Lyft And Uber To Offer Stock Options To Drivers Ahead Of IPOs
The world's two largest mobile ride-hailing companies are set to each move forward with initial public offerings this year. Uber and Lyft will be compensating their oldest and most loyal drivers in the process.
Uber and Lyft both categorize their drivers as independent contractors and not direct employees, and so drivers aren't eligible for many benefits such as 401k and health insurance plans. The relationship over the years hasn't been great on either side as drivers often work for what amounts to barely minimum wage and are left unable to get expenses reimbursed like typical employees would.

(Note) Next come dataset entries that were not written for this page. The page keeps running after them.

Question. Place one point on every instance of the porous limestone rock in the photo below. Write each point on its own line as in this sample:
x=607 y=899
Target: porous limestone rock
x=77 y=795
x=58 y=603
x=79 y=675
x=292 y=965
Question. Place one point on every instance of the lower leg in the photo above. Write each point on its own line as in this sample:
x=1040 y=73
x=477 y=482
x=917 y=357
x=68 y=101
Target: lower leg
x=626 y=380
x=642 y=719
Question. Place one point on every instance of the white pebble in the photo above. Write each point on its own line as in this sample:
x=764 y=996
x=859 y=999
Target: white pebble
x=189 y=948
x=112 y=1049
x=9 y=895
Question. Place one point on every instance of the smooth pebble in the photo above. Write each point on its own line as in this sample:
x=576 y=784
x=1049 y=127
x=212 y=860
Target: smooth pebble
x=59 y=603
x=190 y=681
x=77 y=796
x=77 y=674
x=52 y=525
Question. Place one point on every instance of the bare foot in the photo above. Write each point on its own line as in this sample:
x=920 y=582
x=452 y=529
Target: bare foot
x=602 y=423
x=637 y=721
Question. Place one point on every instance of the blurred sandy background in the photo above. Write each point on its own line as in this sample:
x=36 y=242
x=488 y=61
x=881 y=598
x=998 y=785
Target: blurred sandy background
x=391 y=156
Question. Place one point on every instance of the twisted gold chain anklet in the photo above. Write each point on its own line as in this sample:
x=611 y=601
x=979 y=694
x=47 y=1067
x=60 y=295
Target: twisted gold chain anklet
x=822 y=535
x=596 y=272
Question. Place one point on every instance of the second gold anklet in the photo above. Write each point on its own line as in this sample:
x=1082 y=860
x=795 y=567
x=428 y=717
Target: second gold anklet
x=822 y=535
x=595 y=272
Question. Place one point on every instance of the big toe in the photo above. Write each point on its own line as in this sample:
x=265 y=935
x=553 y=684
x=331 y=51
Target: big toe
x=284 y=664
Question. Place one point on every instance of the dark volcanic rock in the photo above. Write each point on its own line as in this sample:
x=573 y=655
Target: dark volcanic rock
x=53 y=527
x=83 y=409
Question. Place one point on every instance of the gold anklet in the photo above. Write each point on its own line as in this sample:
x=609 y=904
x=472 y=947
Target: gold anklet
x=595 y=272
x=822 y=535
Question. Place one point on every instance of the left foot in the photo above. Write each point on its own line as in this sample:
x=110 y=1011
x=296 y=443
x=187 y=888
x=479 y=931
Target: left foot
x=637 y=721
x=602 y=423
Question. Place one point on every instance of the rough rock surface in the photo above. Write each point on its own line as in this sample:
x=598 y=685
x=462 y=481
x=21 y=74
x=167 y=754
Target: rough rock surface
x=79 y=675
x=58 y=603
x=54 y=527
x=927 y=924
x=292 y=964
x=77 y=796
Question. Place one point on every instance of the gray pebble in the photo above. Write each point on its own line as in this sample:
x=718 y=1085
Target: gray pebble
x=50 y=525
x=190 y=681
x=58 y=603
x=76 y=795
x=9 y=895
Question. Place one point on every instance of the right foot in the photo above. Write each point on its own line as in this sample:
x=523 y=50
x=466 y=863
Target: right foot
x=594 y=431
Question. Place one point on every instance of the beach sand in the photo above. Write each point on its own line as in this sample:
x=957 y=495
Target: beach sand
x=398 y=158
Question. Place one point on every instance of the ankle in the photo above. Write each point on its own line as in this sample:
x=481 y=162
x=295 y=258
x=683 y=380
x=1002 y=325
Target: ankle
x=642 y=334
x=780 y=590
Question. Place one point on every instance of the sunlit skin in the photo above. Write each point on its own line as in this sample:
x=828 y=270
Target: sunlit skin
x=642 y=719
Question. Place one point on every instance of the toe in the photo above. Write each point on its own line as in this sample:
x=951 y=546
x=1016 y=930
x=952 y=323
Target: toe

In a move to somewhat improve this strained relationship, stories have broke that Uber and Lyft will be offering the more senior drivers cash bonuses before the eventual IPOs hit and with an even sweeter option: the ability to convert those cash bonuses into shares of their respective employer ahead of the general public. IPOs often get pumped above the initial offering's price so this could present a way for hopeful drivers to further increase this once-in-a-career payday.
For one, Lyft is going to provide drivers with at least 10,000 trips a cool $1,000, and this amount would scale up depending on how many total trips and years the person has been driving for them. Some drivers for Uber who have completed 20,000 rides could be receiving up to $10,000 in cash or equivalent stock according to one of Reuters' sources.
Lyft is widely expected to release some pre-IPO paperwork in the coming days which will shed some light on the driver-compensation program the firm is preparing. They are widely expected to beat Uber, that's valued as high as $120 billion, to an IPO as Uber is said to still be preparing paperwork to move the process forward. Uber was previously valued at around $76 billion in the private equity market.
Lyft should be valued between $20 and $25 billion in its public offering, a nice boost from the current private market $15 billion valuation it holds.